Morning buses depart for Zhujiajiao from Shanghai Stadium's Gate 5. Buses (about RMB 12) also run from People's Square at the intersection of Lao Chengdubei Road and Dagu Road and take about an hour.

Modern Shanghai isn't just all skyscrapers and flyovers. The actual municipality covers an astonishing 7,037 sq km (2,717 sq mi), and within that urban sprawl, pockets of Old China endure, and the outlying water town of Zhujiajiao (Zhūjiājiǎo, 朱家角) is the most charming.

Like Yangtze River water towns such as Tongli and Zhouzhuang, Zhujiajiao presents a charming face: willow-lined canals; traditional residences with whitewashed walls, grey slate roofs and classical garden courtyards; calm temples; crooked cobbled lanes and ancient stone bridges spanning waterways plied by flat-bottomed boats.

Zhujiajiao makes for a fantastic day-trip escape from the clamor and clutter of modern Shanghai, and it's a wonderful window into China's past.

The town, which was founded over 1,700 years ago, occupies land that archaeological records show has known human settlement for over 5,000 years. It became a regional commercial center during the Song and Yuan dynasties and, as Shanghai grew in later years, was eventually absorbed into the metropolis' expanding suburbs.

Its impressive architectural heritage includes a number of Ming and Qing Dynasty bridges, including the famed Fangsheng Bridge (Fàngshēng Qiáo, 放生桥) near the entrance to town where you'll find vendors offering you goldfish to release into the water from the high bridge, which dates back to 1571, for good luck. Look for the "Dragon Gate Stone" tablet with its eight dragons coiled around a pearl and the four carved lions standing watch over the bridge.

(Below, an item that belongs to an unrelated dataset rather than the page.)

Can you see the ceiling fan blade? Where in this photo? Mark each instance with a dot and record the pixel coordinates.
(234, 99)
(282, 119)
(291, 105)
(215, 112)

The Huimin Bridge (Huìmín Qiáo, 惠民桥), also called Lang Bridge (Láng Qiáo, 廊桥), is another unique Zhujiajiao treasure—it's the town's only wooden bridge, enclosing pedestrians in slatted walls beneath upturned eaves

You'll find plenty of byways to wander in Zhujiajiao. The winding primary tourist street, North Street (Běi Dàjiē, 北大街), is lined with Ming and Qing-era dwellings, many of which feature pleasant canal lookouts. While you can also grab a delcious local meal on North Street, be careful; a recent story in Shanghai Daily revealed restaurants with seperate English and Chinese menus with the former having prices as much as 50 percent higher! Bring a pocket phrase book along and confirm you're not paying a special "foreigner price."